Buried in the executive order President Donald Trump signed on Tuesday, beneath provisions on cyber hiring, threat-sharing, and a new "cybersecurity clearinghouse," sits a sentence that runs the wrong way. Most of the order asks the AI industry for something. This one asks nothing of industry and instead ties the government's own hands: "Nothing in this section shall be construed to authorize the creation of a mandatory governmental licensing, preclearance, or permitting requirement for the development, publication, release, or distribution of new AI models, including frontier models." An executive order that forbids the government from acting is a rarer instrument than one that tells it to.

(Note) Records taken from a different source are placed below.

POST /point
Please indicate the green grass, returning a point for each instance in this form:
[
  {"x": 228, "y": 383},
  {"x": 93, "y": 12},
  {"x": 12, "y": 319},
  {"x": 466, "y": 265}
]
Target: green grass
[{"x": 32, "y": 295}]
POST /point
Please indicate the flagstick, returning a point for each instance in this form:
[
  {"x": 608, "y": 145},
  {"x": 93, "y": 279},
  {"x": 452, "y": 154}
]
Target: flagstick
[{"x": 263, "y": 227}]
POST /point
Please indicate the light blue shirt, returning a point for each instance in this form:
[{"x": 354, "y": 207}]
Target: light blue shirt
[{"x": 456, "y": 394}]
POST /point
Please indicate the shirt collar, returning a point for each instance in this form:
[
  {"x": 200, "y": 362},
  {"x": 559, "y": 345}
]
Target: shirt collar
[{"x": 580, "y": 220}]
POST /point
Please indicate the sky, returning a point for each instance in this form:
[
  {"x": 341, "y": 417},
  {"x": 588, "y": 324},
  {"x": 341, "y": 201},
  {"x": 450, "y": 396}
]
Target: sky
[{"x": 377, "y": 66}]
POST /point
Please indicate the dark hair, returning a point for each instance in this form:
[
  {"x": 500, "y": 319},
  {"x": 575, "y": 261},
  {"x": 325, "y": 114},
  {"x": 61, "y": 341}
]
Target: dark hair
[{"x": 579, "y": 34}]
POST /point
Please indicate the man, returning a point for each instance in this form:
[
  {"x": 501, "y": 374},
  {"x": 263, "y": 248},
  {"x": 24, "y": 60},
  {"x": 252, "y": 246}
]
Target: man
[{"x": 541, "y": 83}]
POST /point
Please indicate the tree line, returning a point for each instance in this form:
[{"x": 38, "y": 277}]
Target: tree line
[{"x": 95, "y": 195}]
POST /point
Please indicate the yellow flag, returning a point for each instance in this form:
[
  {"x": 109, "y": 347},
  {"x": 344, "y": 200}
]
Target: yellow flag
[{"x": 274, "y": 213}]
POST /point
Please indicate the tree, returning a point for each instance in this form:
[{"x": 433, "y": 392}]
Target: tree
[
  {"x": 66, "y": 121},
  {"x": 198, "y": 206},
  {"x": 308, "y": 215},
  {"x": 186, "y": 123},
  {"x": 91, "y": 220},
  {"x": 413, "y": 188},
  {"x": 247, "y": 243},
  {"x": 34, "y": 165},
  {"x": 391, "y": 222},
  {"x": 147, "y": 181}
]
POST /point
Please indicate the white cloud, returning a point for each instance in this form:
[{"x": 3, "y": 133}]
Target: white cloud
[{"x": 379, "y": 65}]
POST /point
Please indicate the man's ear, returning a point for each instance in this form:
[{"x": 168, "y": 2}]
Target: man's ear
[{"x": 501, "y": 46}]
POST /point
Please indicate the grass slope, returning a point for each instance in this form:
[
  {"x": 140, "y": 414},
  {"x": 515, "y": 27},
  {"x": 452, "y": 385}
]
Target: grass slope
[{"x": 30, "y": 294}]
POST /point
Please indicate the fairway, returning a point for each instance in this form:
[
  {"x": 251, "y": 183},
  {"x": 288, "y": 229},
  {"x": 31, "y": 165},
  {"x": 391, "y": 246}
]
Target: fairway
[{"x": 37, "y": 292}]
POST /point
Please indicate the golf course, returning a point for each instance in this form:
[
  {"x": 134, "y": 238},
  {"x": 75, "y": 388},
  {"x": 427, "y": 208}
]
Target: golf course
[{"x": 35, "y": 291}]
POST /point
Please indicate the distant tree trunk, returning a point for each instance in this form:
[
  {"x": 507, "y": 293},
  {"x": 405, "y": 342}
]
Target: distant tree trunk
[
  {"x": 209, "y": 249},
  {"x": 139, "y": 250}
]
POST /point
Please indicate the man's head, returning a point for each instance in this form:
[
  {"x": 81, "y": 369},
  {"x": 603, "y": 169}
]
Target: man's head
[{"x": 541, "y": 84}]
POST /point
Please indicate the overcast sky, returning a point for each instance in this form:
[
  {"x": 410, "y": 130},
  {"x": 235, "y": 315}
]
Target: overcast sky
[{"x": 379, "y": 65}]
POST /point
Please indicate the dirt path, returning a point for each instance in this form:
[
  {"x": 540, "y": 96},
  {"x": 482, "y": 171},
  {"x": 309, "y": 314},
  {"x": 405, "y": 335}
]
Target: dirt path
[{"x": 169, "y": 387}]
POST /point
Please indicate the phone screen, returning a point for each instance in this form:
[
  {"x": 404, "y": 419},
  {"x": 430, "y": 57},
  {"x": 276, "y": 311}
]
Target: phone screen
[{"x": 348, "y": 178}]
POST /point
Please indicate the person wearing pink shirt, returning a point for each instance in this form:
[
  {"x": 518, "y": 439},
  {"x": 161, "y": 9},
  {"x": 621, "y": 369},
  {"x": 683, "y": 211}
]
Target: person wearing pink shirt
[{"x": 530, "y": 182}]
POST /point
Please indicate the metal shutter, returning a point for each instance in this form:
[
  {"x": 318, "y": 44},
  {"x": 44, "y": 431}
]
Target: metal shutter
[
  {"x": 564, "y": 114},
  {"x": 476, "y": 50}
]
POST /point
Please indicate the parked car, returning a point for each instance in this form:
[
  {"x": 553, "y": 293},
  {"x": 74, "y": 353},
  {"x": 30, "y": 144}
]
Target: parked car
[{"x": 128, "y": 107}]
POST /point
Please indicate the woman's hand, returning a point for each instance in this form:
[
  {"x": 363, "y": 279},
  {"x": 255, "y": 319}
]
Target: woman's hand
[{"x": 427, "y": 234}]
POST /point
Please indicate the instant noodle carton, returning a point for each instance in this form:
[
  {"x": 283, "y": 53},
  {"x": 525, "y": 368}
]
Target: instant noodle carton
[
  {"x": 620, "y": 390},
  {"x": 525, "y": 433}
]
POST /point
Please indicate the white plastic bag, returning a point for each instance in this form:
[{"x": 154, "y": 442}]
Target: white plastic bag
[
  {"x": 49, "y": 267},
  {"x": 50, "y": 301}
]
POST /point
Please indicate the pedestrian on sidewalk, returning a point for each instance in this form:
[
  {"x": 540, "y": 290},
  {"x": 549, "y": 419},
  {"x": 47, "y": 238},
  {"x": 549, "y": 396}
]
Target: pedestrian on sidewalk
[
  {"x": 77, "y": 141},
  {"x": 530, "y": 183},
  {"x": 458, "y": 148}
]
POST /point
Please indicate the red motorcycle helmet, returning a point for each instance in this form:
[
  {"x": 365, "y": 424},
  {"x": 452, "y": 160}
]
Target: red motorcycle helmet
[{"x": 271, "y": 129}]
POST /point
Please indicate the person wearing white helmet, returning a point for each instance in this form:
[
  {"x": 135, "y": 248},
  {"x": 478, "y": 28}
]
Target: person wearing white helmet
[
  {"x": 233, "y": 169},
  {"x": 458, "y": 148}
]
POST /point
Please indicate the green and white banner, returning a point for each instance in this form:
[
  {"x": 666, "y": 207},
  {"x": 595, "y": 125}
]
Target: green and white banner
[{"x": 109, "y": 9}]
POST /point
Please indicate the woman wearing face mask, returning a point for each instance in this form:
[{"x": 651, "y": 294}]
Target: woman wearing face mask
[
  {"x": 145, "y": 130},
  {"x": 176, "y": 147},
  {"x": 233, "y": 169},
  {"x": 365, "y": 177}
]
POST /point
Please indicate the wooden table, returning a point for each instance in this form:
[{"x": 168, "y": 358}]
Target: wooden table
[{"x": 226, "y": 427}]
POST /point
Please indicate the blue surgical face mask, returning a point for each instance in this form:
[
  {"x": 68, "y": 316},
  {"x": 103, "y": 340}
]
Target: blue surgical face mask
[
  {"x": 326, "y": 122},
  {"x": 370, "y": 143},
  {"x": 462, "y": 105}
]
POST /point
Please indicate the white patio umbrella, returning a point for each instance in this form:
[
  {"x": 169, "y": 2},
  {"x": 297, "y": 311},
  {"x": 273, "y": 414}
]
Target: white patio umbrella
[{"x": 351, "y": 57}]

The coverage cast Tuesday's order as a delay. Trump, the reporting went, had kicked the can—postponing a stricter version whose signing ceremony he had abruptly shelved less than two weeks earlier, after deciding its requirements might dull America's edge. A delay implies the decision is still to come; the prohibition clause suggests it has already been made.

Ask nicely

What sharpens the timing is the event the order was written to answer. On April 7th, Anthropic, the AI lab, released a preview of its most capable model, Claude Mythos, to a small group of partner organizations for defensive security work. The model had not been built for cyberattack. It turned out to be alarmingly good at it anyway: in one formal benchmark, Anthropic's previous frontier model had produced two working exploits in several hundred tries, whereas Mythos produced 181. By the lab's own account, the model could autonomously find zero-day vulnerabilities—the most dangerous class of software flaw—across every major operating system and web browser, then write the code to exploit them. Anthropic chose to restrict the model rather than release it widely. That choice was the company's to make, and the company's alone.